Well… not even "flying", technically, but rather, I am thinking about quitting the pursuit of my PPL.
I love flying. Difficult as the learning process has been for me, it’s also provided me with endless inspiration, both in my writing, and in a more metaphysical sense. (I think learning to fly has made me a more “spiritual” person, has brought me a greater appreciation of God... or at least, of Mother Nature!)
But there comes a time in every major challenge worth pursuing – at least for a while – when one must consider when the end is near, and if that "end" is the accomplishment of the original goal, or if it is the decision to quit and make space for other goals.
I don't like the idea of "quitting", in and of itself. It feels so incomplete, somehow, so failure-like. But would be the cost of NOT quitting, in this case? The money and time I have spent on learning to fly has been robbed from other, also important and valuable pursuits: My children, my career, my musical hobbies, my work with multiples…. I didn’t mind putting some of those things on the backburner for a while, while I learned this incredible new thing. But as months turn into years, thanks to uncooperative weather, bouts of bad health, and a recurring shortage of funds, I have to ask myself “how much longer”?!
On the one hand, I feel like I would be giving up so much if I quit now: I’ve soloed, even flown a cross country all by myself!!! I passed a three-hour written exam I never thought possible! I understand (superficially) mathematical and physical concepts I was terrified or blissfully unaware of my whole life up to now… if I quit after all this, am I a total loser?! How will I face my many new Pilot friends in PEI this summer and tell them that I not only STILL do not have my PPL, but that in fact, I have chosen to stop chasing after it?!
On the other hand, I feel like if I don’t drop this all-consuming hobby, I will never play a Bach violin sonata on the xylophone, or sing in a choir, or play my drums ever again! If I don’t make space for some reading (not flight training manuals!!!) and thinking and writing at the end of a stressful day at a job that seems to be the target of attack from all angles these days, my ability to do so will shrink until I am no longer able to write a coherent, grammatically correct or even mildly interesting sentence.
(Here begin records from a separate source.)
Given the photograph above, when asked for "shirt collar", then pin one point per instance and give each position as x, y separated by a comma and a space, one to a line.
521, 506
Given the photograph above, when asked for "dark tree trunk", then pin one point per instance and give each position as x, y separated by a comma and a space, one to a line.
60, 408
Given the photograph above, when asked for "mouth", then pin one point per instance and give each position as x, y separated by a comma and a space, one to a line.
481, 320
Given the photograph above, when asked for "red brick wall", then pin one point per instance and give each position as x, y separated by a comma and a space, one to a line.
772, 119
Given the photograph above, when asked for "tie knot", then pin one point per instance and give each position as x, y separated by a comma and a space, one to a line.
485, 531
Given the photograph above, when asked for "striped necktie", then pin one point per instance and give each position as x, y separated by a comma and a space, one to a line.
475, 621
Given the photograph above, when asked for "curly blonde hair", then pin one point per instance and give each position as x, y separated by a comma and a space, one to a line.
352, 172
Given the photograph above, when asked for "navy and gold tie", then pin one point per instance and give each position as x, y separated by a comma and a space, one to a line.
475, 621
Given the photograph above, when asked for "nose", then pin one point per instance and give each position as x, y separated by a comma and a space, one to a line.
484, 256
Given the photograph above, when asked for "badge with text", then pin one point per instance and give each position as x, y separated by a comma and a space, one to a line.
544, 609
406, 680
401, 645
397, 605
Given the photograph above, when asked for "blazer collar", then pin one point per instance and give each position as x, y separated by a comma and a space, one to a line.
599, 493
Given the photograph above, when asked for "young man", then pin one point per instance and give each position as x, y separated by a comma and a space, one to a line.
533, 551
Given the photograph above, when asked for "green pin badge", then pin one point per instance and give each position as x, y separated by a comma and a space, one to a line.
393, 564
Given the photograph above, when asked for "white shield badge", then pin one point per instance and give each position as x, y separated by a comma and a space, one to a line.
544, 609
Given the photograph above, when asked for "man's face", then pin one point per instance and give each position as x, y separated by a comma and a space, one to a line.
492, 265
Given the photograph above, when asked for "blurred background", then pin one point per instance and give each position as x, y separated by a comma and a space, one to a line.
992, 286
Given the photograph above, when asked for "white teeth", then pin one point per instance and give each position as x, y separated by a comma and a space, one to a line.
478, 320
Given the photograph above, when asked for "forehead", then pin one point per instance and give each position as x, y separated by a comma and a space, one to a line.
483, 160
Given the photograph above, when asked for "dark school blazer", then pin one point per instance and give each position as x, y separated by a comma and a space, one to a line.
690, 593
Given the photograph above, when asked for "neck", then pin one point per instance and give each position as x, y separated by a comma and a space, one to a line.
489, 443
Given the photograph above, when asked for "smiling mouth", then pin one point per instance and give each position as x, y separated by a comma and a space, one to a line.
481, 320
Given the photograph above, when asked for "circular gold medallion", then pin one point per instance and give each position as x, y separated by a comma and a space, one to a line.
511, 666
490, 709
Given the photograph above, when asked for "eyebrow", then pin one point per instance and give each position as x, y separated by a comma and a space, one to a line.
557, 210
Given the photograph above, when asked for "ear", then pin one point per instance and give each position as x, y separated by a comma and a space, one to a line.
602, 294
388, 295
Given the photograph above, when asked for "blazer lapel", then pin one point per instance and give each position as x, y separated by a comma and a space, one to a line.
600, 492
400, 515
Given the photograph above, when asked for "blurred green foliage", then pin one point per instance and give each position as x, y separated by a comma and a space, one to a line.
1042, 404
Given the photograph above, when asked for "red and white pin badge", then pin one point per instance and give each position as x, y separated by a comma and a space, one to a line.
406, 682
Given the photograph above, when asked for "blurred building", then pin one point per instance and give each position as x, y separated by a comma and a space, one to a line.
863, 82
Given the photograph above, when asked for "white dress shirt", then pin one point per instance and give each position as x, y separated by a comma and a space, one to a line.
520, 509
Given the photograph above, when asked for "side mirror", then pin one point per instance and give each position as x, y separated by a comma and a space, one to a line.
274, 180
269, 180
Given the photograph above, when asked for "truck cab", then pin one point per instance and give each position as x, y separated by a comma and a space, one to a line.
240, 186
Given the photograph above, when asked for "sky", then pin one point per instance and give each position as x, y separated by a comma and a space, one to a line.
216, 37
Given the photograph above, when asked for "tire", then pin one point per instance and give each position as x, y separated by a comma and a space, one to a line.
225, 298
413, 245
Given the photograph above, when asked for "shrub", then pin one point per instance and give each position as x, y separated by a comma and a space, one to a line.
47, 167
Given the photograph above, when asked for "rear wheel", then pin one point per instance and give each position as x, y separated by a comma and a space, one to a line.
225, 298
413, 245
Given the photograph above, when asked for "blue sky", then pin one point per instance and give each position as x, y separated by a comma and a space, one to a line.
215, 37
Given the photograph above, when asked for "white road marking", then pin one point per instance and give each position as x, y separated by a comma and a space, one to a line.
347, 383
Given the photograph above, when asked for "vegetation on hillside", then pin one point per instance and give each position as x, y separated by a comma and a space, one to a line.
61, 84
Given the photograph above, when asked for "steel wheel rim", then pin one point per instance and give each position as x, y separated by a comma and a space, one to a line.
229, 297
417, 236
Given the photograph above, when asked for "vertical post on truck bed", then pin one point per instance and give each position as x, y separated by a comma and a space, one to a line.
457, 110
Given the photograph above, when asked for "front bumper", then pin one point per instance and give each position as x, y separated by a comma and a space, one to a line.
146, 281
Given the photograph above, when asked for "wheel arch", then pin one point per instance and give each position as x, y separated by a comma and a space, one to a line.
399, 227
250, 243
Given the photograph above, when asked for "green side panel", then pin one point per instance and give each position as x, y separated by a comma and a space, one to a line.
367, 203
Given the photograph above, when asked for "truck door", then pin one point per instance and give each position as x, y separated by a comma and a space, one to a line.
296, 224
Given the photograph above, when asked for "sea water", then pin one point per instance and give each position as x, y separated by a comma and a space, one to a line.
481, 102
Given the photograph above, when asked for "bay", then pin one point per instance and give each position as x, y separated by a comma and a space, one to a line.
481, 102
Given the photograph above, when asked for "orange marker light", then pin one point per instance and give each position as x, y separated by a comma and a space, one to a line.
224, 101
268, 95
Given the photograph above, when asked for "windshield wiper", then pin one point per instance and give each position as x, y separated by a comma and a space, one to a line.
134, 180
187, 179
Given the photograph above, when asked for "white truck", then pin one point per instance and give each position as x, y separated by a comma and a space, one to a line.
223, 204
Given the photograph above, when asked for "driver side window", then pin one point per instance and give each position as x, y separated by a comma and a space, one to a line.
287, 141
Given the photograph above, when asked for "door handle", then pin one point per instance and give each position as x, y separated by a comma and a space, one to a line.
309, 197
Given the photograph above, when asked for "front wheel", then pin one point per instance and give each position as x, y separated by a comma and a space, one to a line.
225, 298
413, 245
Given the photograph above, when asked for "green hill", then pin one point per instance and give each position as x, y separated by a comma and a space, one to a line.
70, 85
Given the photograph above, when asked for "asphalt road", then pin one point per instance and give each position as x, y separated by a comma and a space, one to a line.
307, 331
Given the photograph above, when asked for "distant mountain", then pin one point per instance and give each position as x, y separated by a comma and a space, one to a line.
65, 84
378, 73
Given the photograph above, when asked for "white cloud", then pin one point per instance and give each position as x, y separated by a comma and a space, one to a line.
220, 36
And if I voraciously check the weather report every Sunday morning to see if it is VFR and whether I can fly, when will I be able to enjoy an uninterrupted sermon-series at church again?
I miss reading fiction books without feeling guilty that I am not studying for my next flight lesson. I miss taking AQ- or other teaching-related courses. I miss the idea of an uninterrupted summer in PEI with my family. But every time a plane flies overhead, my eyes turn heaven-ward. If I stop chasing after my PPL, will I forever resent the missed opportunity to become a licensed pilot?
In the uncertainty that is the limbo between deciding definitively to quit, and hoping that the weather and my financial situation will align favourably in support of a final series of flight lessons leading to a successful flight test, I am not sure of anything anymore!